Generating other kinds of data

The smart-stub-generator can produce a variety of other kinds of data including gendered names, email addresses, dates, uk addresses, postcodes, and a very wide variety of reference numbers, NINOs and similar strings using the powerful concept of a pattern. These elements can then be combined to produce composite data structures such as case class representing a person with a forname, surname, date of birth, and a NINO.

Gendered names

In the previous section we saw that it was possible to produce sensible looking names; but sometimes we need a plausible example of someone of a particular gender. For example, we would expect all mothers to be female.

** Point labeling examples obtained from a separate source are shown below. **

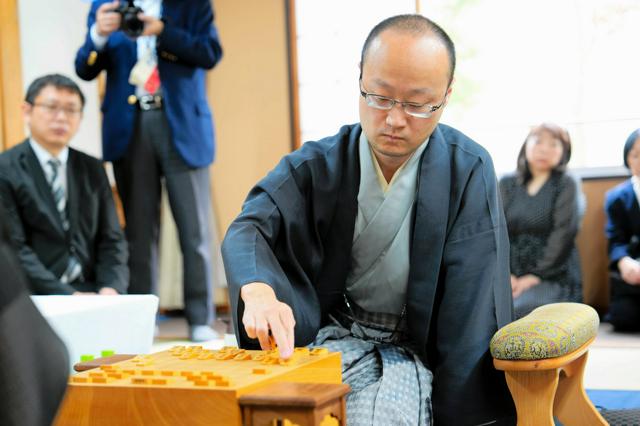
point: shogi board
(186, 385)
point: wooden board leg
(533, 393)
(572, 405)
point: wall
(249, 94)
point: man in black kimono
(386, 242)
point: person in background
(541, 205)
(59, 203)
(623, 233)
(157, 125)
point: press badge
(141, 72)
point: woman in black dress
(541, 207)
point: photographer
(157, 123)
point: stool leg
(572, 406)
(533, 393)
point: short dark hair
(631, 140)
(58, 81)
(559, 133)
(413, 24)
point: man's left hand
(522, 284)
(152, 26)
(107, 291)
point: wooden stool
(312, 404)
(548, 387)
(543, 366)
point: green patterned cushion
(549, 331)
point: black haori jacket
(295, 233)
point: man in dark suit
(59, 203)
(156, 124)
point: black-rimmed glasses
(412, 108)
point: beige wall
(249, 94)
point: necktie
(74, 269)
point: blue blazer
(623, 220)
(187, 47)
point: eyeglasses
(53, 110)
(413, 109)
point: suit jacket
(295, 234)
(32, 385)
(623, 222)
(94, 237)
(187, 47)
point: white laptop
(89, 325)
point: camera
(129, 22)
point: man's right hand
(263, 312)
(629, 270)
(107, 21)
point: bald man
(386, 242)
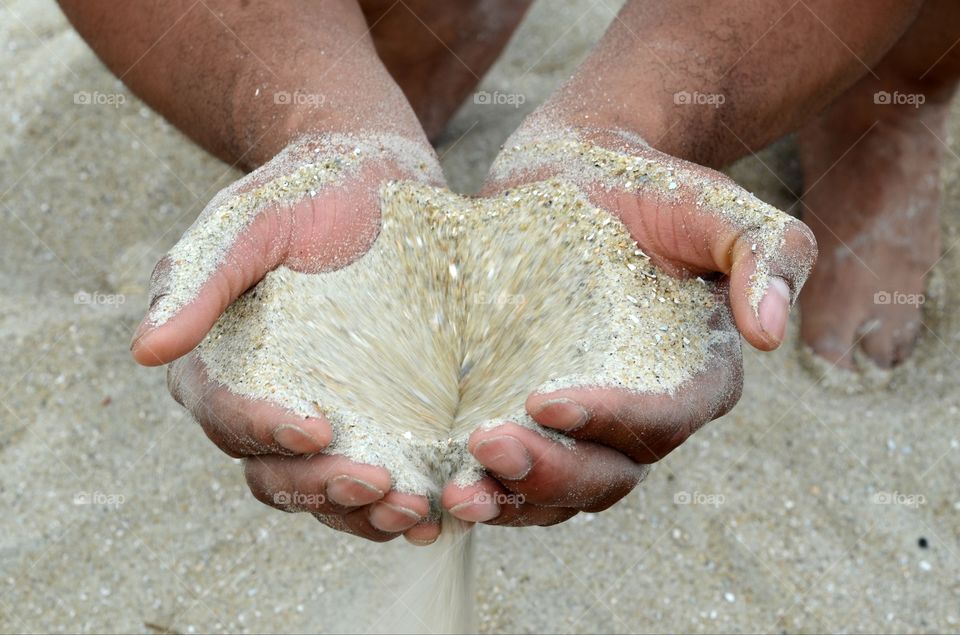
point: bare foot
(872, 193)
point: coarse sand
(805, 509)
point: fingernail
(352, 492)
(504, 456)
(562, 414)
(141, 329)
(475, 510)
(296, 439)
(392, 518)
(775, 307)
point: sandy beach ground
(803, 510)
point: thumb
(709, 224)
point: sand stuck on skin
(802, 510)
(458, 312)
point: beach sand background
(802, 510)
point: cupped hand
(691, 221)
(314, 207)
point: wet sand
(802, 510)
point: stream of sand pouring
(440, 596)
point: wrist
(271, 113)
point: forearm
(749, 72)
(243, 79)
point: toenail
(352, 492)
(774, 308)
(562, 414)
(505, 456)
(295, 439)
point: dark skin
(212, 72)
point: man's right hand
(219, 258)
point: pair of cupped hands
(531, 479)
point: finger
(720, 227)
(586, 476)
(474, 503)
(241, 426)
(424, 533)
(217, 260)
(319, 484)
(397, 512)
(358, 523)
(644, 427)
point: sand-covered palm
(313, 208)
(691, 222)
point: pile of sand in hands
(463, 307)
(458, 312)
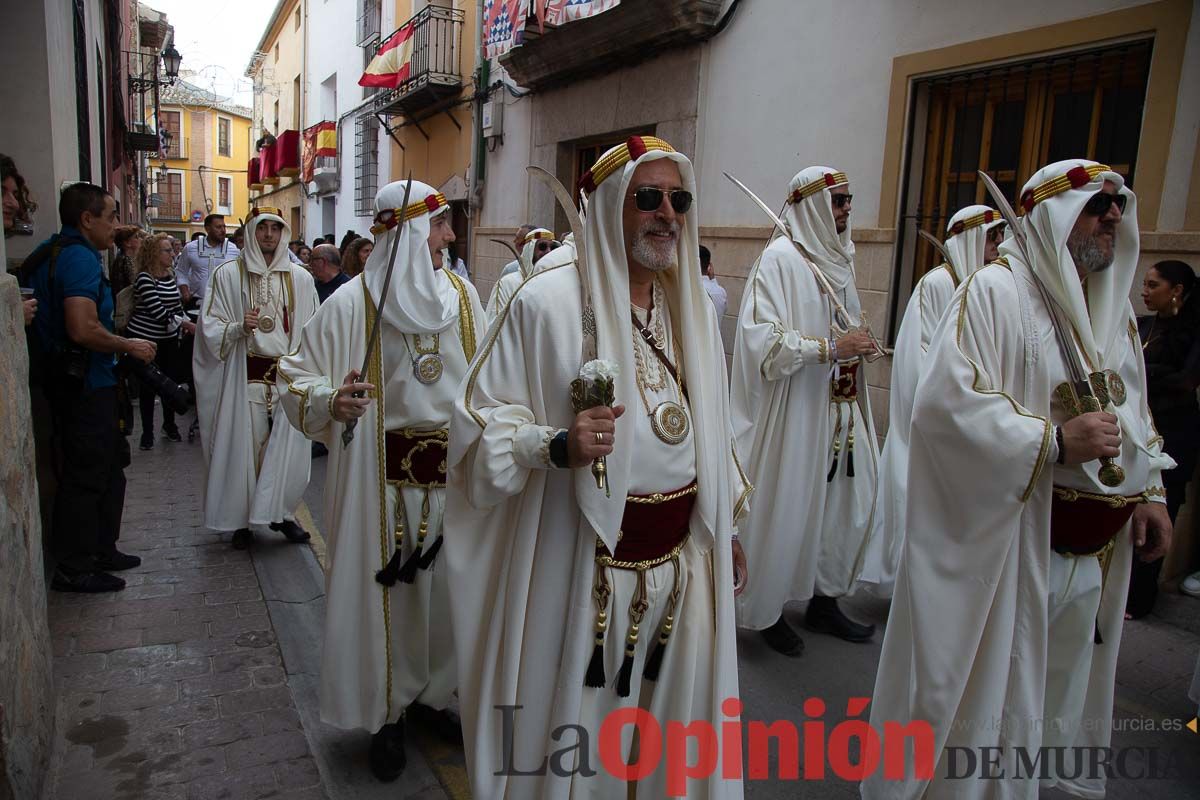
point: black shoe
(117, 561)
(293, 531)
(444, 722)
(388, 758)
(85, 582)
(783, 638)
(825, 617)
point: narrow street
(201, 679)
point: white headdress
(810, 217)
(421, 299)
(252, 254)
(966, 238)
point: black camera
(174, 396)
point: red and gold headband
(984, 218)
(826, 181)
(634, 149)
(533, 235)
(389, 218)
(1074, 178)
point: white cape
(219, 365)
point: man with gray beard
(1025, 507)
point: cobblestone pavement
(174, 689)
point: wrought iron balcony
(433, 71)
(625, 35)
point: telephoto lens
(173, 396)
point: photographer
(73, 328)
(159, 317)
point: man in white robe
(253, 310)
(973, 236)
(546, 624)
(1008, 605)
(538, 242)
(388, 643)
(803, 420)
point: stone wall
(27, 701)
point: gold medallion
(1116, 388)
(429, 368)
(670, 422)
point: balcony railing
(433, 66)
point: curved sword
(1110, 474)
(843, 323)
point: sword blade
(348, 431)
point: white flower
(600, 370)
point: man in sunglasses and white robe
(973, 236)
(802, 417)
(538, 242)
(1025, 509)
(388, 645)
(252, 313)
(573, 600)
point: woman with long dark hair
(1171, 349)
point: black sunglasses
(649, 198)
(1099, 204)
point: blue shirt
(77, 274)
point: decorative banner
(503, 25)
(559, 12)
(390, 66)
(319, 142)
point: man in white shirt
(202, 256)
(714, 289)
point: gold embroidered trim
(659, 498)
(1111, 500)
(1048, 434)
(641, 566)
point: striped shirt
(159, 310)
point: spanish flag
(390, 67)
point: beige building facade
(907, 98)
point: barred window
(1009, 121)
(366, 164)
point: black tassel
(627, 671)
(389, 575)
(408, 572)
(654, 663)
(595, 678)
(430, 554)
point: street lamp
(171, 61)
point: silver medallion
(670, 422)
(427, 368)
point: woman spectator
(1169, 346)
(357, 254)
(159, 317)
(129, 240)
(17, 206)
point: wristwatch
(558, 450)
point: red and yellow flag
(390, 67)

We can restrict forenames by genender in order to achieve this:

scala> import org.scalacheck._
import org.scalacheck._

scala> import hmrc.smartstub._
import hmrc.smartstub._

scala> val boy = Gen.forename(Male)
boy: org.scalacheck.Gen[String] = org.scalacheck.Gen$$anon$3@7ed847cc

scala> val girl = Gen.forename(Female)
girl: org.scalacheck.Gen[String] = org.scalacheck.Gen$$anon$3@1062c2f5

scala> s"${boy.sample.get} likes ${girl.sample.get}"
res0: String = Caleb likes Avery

scala> s"${girl.sample.get} likes ${boy.sample.get}"
res1: String = Layla likes William

Email addresses

Email addresses can be produced on demand:

scala> import org.scalacheck._
import org.scalacheck._

scala> import hmrc.smartstub._
import hmrc.smartstub._

scala> //To be supplied

Sometimes it is useful to be able to relate the email to a name. In order to do this, you can include elements from names that might be included

     | import org.scalacheck._
import org.scalacheck._

scala> import hmrc.smartstub._
import hmrc.smartstub._

scala> val firstNames = Gen.forename
firstNames: org.scalacheck.Gen[String] = org.scalacheck.Gen$$anon$3@24ee6bcf

scala> val lastNames = Gen.surname
lastNames: org.scalacheck.Gen[String] = org.scalacheck.Gen$$anon$1@7ff3a374

scala> //get a single first and last name
     | val f = firstNames.sample.get
f: String = Dylan

scala> val l = lastNames.sample.get
l: String = Davies

scala> //To be supplied
     | //generate multiple emails based on that first and last name
     | //val emails = Gen.email(f, l)
     | //emails.sample.get
     | //emails.sample.get

Dates

The dates we deal with are nearly always from the past; the dates generated by default by the smart-stub-generator extend from the 1st of January 1970 to the 31st of December 2001. This is intended to be suitable as a basic set of birthdates.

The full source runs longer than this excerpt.